A landlord can break a lease early, but only for specific reasons. If a tenant stops paying the rent or otherwise violates their lease, the landlord may be within their rights to terminate the agreement. But if the tenant has not violated the terms of their lease, it is generally illegal for the landlord to break the lease prematurely.

When Landlords Can Legally Break Leases Early

The most common conditions in which a landlord can legally break a lease are those outlined in the lease agreement itself. If a tenant violates a part of the lease, and the lease specifically says that the landlord has a right to terminate the agreement, a landlord can break the lease early in most cases.

The most common form of violation that gives a landlord the ability to terminate the agreement before the end of the stated term is failure to pay rent. However, that’s just one example.

Other situations that could give a landlord the right to break the lease include:

  • Moving in a new occupant without permission
  • Bringing in a pet when there is a no-pet policy
  • Conducting illegal activity (such as dealing drugs) on or near the property
  • Harassing other tenants or being disruptive
  • Causing significant damage to the property


These aren’t the only circumstances that may permit a landlord to break a lease. Essentially, if there is a condition in the lease that the tenant violates, it could allow the landlord to terminate “with cause,” meaning they are ending the arrangement due to violation. Whether the landlord has the right to request an immediate departure can vary. In some cases, that’s an option. In others, formal eviction proceedings may be necessary.

There can be other legal early termination scenarios, as well. If your landlord put a clause in the lease giving them the ability to break the agreement early if they want to sell the property or move themselves in, that may be legal. However, it must be stated in the lease. Additionally, they have to give proper notice in accordance with state law, usually 30 days.

At times, a landlord may be able to ask a tenant to move out to handle certain kinds of repairs or renovations. Certain types of construction may not be possible with someone living in the space. If there is a clause in the lease stating that the landlord can request a move out for repairs or renovations, they may be within their right.

As long as that portion of the lease is deemed legal in the eyes of the state or city, the landlord would be within their right to terminate the lease early.

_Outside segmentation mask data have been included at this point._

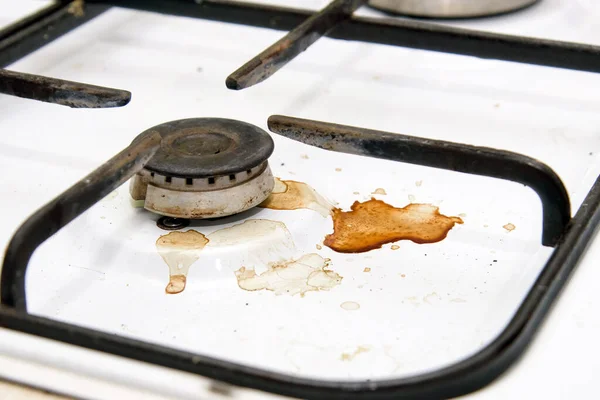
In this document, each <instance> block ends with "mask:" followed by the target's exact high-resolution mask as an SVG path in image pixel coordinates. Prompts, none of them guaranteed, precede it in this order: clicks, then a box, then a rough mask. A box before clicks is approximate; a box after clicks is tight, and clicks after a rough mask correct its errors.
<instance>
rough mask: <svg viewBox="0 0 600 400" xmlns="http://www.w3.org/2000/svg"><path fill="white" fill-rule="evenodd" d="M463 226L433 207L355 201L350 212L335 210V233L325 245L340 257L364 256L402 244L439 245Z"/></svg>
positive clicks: (412, 204)
mask: <svg viewBox="0 0 600 400" xmlns="http://www.w3.org/2000/svg"><path fill="white" fill-rule="evenodd" d="M462 223H463V221H462V219H460V218H459V217H447V216H445V215H442V214H440V212H439V208H438V207H435V206H432V205H430V204H409V205H407V206H406V207H403V208H396V207H394V206H391V205H389V204H387V203H385V202H383V201H381V200H375V199H371V200H368V201H365V202H363V203H360V202H358V201H355V202H354V204H352V207H350V211H342V210H340V209H335V210H334V212H333V233H332V234H329V235H327V236H325V241H324V242H323V244H325V245H326V246H327V247H329V248H331V249H333V250H335V251H337V252H339V253H363V252H365V251H369V250H373V249H378V248H381V247H382V246H383V245H384V244H386V243H392V242H396V241H398V240H411V241H413V242H415V243H435V242H439V241H441V240H443V239H444V238H445V237H446V235H448V232H449V231H450V229H452V228H453V227H454V225H455V224H462Z"/></svg>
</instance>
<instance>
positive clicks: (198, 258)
mask: <svg viewBox="0 0 600 400" xmlns="http://www.w3.org/2000/svg"><path fill="white" fill-rule="evenodd" d="M207 243H208V239H207V238H206V236H204V235H203V234H201V233H200V232H197V231H195V230H193V229H190V230H189V231H187V232H177V231H175V232H170V233H168V234H166V235H163V236H161V237H159V238H158V239H157V240H156V249H157V250H158V254H160V256H161V257H162V259H163V260H164V261H165V263H166V264H167V265H168V266H169V284H168V285H167V287H166V288H165V292H167V293H169V294H176V293H181V292H182V291H183V290H184V289H185V283H186V276H187V274H188V271H189V269H190V266H191V265H192V264H193V263H195V262H196V261H198V259H199V258H200V252H201V251H202V249H203V248H204V246H206V244H207Z"/></svg>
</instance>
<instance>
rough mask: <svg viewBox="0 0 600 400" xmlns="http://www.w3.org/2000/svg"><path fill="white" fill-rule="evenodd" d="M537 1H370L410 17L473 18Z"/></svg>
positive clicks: (372, 2)
mask: <svg viewBox="0 0 600 400" xmlns="http://www.w3.org/2000/svg"><path fill="white" fill-rule="evenodd" d="M537 1H539V0H370V1H369V5H370V6H371V7H373V8H377V9H379V10H383V11H387V12H391V13H394V14H401V15H409V16H412V17H427V18H473V17H485V16H489V15H495V14H502V13H507V12H510V11H515V10H519V9H521V8H523V7H527V6H529V5H532V4H533V3H535V2H537Z"/></svg>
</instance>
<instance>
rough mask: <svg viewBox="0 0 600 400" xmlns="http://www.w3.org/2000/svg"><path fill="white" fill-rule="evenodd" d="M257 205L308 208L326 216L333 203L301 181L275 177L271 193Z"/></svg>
mask: <svg viewBox="0 0 600 400" xmlns="http://www.w3.org/2000/svg"><path fill="white" fill-rule="evenodd" d="M259 207H262V208H270V209H272V210H298V209H303V208H304V209H310V210H313V211H316V212H318V213H319V214H321V215H323V216H324V217H327V216H329V215H330V214H331V211H332V210H333V208H334V207H333V205H332V204H331V203H329V201H327V200H326V199H325V198H324V197H323V196H321V195H320V194H319V193H317V192H316V191H315V190H314V189H313V188H312V187H310V186H309V185H307V184H306V183H303V182H296V181H290V180H287V181H283V180H281V179H279V178H275V187H274V188H273V192H272V193H271V195H270V196H269V197H268V198H267V199H266V200H265V201H263V202H262V203H261V204H260V205H259Z"/></svg>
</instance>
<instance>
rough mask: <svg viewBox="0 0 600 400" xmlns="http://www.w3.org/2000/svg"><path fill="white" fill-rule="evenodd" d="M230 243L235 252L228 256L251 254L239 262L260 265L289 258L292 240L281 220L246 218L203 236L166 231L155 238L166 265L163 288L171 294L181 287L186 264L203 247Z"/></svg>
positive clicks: (202, 247)
mask: <svg viewBox="0 0 600 400" xmlns="http://www.w3.org/2000/svg"><path fill="white" fill-rule="evenodd" d="M232 246H235V247H236V248H237V249H238V252H236V253H235V255H232V256H231V257H230V258H232V259H234V258H235V256H237V257H238V258H239V257H241V256H240V254H242V255H246V254H248V253H251V255H252V257H250V259H248V258H249V257H245V258H243V259H242V260H239V262H244V261H245V262H251V263H253V264H264V263H266V262H269V261H273V260H278V259H280V258H285V257H289V254H291V252H292V250H293V249H294V242H293V240H292V235H291V234H290V232H289V231H288V229H287V228H286V226H285V224H284V223H283V222H279V221H270V220H264V219H256V220H247V221H244V222H243V223H241V224H237V225H234V226H232V227H229V228H224V229H220V230H217V231H215V232H213V233H211V234H209V235H206V236H204V235H203V234H202V233H200V232H197V231H195V230H193V229H190V230H188V231H186V232H170V233H168V234H166V235H163V236H161V237H159V238H158V240H157V241H156V249H157V250H158V253H159V254H160V256H161V257H162V259H163V260H164V261H165V263H166V264H167V265H168V266H169V284H168V285H167V287H166V289H165V291H166V292H167V293H169V294H175V293H180V292H182V291H183V290H184V289H185V285H186V280H187V275H188V272H189V269H190V266H191V265H192V264H194V263H195V262H196V261H198V260H199V259H200V256H201V255H202V252H203V251H206V250H207V249H206V248H208V247H210V248H212V249H214V250H219V249H230V248H231V247H232ZM232 261H233V262H235V261H238V260H232ZM238 265H240V264H238Z"/></svg>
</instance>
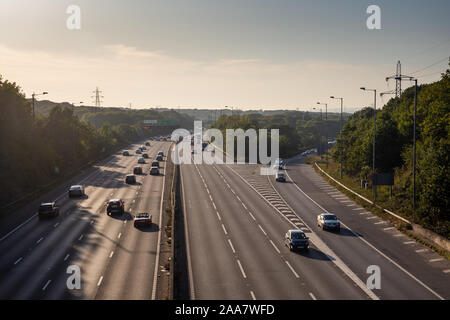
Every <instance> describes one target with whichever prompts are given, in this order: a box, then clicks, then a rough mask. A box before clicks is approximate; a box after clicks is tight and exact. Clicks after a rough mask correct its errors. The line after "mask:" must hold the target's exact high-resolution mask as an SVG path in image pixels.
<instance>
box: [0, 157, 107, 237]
mask: <svg viewBox="0 0 450 320" xmlns="http://www.w3.org/2000/svg"><path fill="white" fill-rule="evenodd" d="M114 155H115V154H113V155H111V156H110V157H113V156H114ZM113 160H114V159H113V158H111V159H110V160H108V161H106V162H105V164H104V165H102V166H103V167H104V166H106V165H108V164H109V163H110V162H111V161H113ZM102 161H103V160H101V161H100V162H102ZM97 165H99V164H94V165H93V166H92V168H93V167H94V166H97ZM96 169H98V168H96ZM102 172H103V171H101V170H98V171H97V170H95V172H92V173H91V174H90V175H88V176H87V177H84V178H83V179H81V180H80V181H79V182H78V183H77V184H81V183H82V182H83V181H85V180H87V179H88V178H90V177H92V176H94V175H96V174H100V173H102ZM66 194H67V191H65V192H64V193H62V194H61V195H59V196H58V197H57V198H56V199H55V201H57V200H59V199H61V198H62V197H63V196H65V195H66ZM37 215H38V213H37V212H36V213H35V214H33V215H32V216H31V217H29V218H28V219H27V220H25V221H24V222H22V223H21V224H19V225H18V226H17V227H15V228H14V229H12V230H11V231H9V232H8V233H7V234H6V235H4V236H2V237H1V238H0V242H2V241H3V240H5V239H6V238H8V237H9V236H11V235H12V234H13V233H14V232H16V231H17V230H19V229H20V228H22V227H23V226H24V225H26V224H27V223H28V222H30V221H31V220H32V219H33V218H35V217H36V216H37Z"/></svg>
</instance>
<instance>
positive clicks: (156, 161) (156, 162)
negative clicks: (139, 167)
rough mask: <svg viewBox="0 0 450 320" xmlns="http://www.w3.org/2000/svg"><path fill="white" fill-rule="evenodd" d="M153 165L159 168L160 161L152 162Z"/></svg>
mask: <svg viewBox="0 0 450 320" xmlns="http://www.w3.org/2000/svg"><path fill="white" fill-rule="evenodd" d="M152 167H157V168H159V162H158V161H157V160H155V161H153V162H152Z"/></svg>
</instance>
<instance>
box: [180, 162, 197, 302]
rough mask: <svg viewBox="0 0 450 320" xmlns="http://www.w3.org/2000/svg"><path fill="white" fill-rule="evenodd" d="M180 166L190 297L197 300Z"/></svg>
mask: <svg viewBox="0 0 450 320" xmlns="http://www.w3.org/2000/svg"><path fill="white" fill-rule="evenodd" d="M179 166H180V182H181V194H182V196H183V213H184V214H183V218H184V237H185V241H186V256H187V262H188V274H189V287H190V299H191V300H195V289H194V275H193V274H192V261H191V250H190V244H189V232H188V230H189V228H188V225H187V218H186V212H187V207H186V195H185V193H184V181H183V170H182V168H183V165H182V164H179Z"/></svg>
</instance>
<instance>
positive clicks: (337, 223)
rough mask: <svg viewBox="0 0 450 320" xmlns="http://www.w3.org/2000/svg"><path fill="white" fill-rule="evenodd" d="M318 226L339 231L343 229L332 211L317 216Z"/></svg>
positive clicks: (338, 219) (322, 227) (326, 228)
mask: <svg viewBox="0 0 450 320" xmlns="http://www.w3.org/2000/svg"><path fill="white" fill-rule="evenodd" d="M317 226H319V227H321V228H322V229H323V230H325V229H333V230H336V231H339V230H340V229H341V223H340V222H339V219H338V218H337V217H336V215H334V214H332V213H322V214H319V215H318V216H317Z"/></svg>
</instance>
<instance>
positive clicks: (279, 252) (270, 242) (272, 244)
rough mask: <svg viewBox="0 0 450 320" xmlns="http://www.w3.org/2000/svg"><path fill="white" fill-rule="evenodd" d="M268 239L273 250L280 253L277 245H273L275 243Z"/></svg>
mask: <svg viewBox="0 0 450 320" xmlns="http://www.w3.org/2000/svg"><path fill="white" fill-rule="evenodd" d="M269 241H270V243H271V244H272V246H273V247H274V248H275V250H276V251H277V252H278V253H279V254H280V253H281V251H280V249H278V248H277V246H276V245H275V243H273V241H272V240H269Z"/></svg>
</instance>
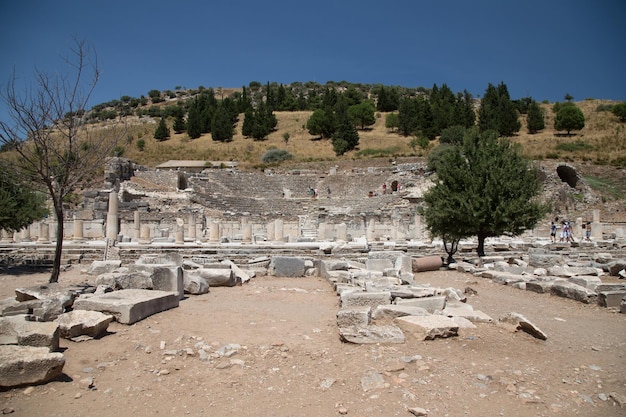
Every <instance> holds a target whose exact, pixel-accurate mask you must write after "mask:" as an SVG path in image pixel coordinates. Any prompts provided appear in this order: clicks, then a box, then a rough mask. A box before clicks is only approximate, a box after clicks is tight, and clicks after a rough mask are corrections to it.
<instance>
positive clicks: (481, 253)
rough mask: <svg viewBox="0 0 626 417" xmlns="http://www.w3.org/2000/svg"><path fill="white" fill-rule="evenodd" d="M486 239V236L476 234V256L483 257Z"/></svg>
mask: <svg viewBox="0 0 626 417" xmlns="http://www.w3.org/2000/svg"><path fill="white" fill-rule="evenodd" d="M486 238H487V236H485V235H483V234H482V233H479V234H478V248H476V253H478V256H485V239H486Z"/></svg>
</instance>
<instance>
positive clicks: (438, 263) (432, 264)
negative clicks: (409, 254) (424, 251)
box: [411, 255, 443, 272]
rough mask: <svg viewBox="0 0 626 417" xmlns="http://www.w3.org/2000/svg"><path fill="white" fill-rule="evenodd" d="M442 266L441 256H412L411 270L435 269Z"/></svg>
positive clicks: (425, 271)
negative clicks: (415, 257)
mask: <svg viewBox="0 0 626 417" xmlns="http://www.w3.org/2000/svg"><path fill="white" fill-rule="evenodd" d="M442 266H443V259H441V256H435V255H433V256H424V257H422V258H413V260H412V265H411V269H412V271H413V272H426V271H437V270H438V269H439V268H441V267H442Z"/></svg>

Even if there isn’t a clause, the landlord may still require a tenant to move out for certain kinds of repairs. For example, a catastrophic event – like a flood or fire – may make the unit a health or safety hazard. Should that occur, the tenant can be required to move out so that repairs can move forward.

However, in that scenario, the landlord may also legally be required to assist the tenant in numerous ways. While the exact requirement can vary from one state to the next, the landlord may have to provide you with access to temporary housing, pay the difference between your new rent amount and your current one for a period, handle moving costs, cover new utility connection charges, and more.

Also, the landlord may be required by law to give you the opportunity to move back in once the repairs to handle the damage caused by the catastrophic event are done. Whether that is the case may depend on local legislation as well as the terms of your lease agreement.

When Landlords Can’t Legally Break a Lease Early

Generally speaking, if the conditions leading to the landlord’s move-out request aren’t covered in the agreement, the landlord can’t ask you to move out early. Your lease covers a specific term, giving you a legal right to occupy the dwelling for that period as long as you abide by the lease.

Typically, the only exception would be a catastrophic event that makes the unit unhealthy or unsafe and requires repairs that can’t be performed while the dwelling is occupied. However, as mentioned above, the landlord may be required by law to handle a variety of costs for you and may have to give you the opportunity to move back in afterward, should this rare situation occur.

It is important to note that a landlord can always ask you to move out early. At times, a landlord may offer an amount of money in exchange for them breaking the lease early, or they may hope that you’ll simply agree without compensation.

If that occurs, you get to make the choice regarding whether to move out before the period in the lease ends. Usually, if you agree, you’ll sign some paperwork showing that you and the landlord are choosing the alter the previous arrangement. That way, you’re both protected from being accused of breaking the lease earlier. If the landlord doesn’t produce such paperwork, the change isn’t formal, and that could be risky.

What Tenants Can Do When Landlords Try to Break a Lease Early

Typically, if a landlord’s request to break the lease early is covered in the agreement and is deemed legal by the state and city, tenants have little recourse. That means the landlord has to follow all legal requirements for terminating the arrangement, such as providing a proper notification or getting a court order for an eviction, depending on the exact nature of the situation.

However, if the landlord is illegally trying to force you to move, you do have options. Precisely what those are may vary, depending on the city and state. As a result, it’s wise to review local landlord-tenant laws.

Additionally, you may want to contact your local housing authority. Often, they can provide you with insights regarding your options and your legal rights as a tenant.

In most cases, at a minimum, you would have a legal right to stay in the dwelling until the end of the period in the lease. This is usually contingent on you continuing to abide by the terms, including paying rent on time and following other rules. It is important to note that you may have to defend your position in court.

There are situations where you may be within your right to sue your landlord over an early termination. Whether you choose to go that route is a personal decision.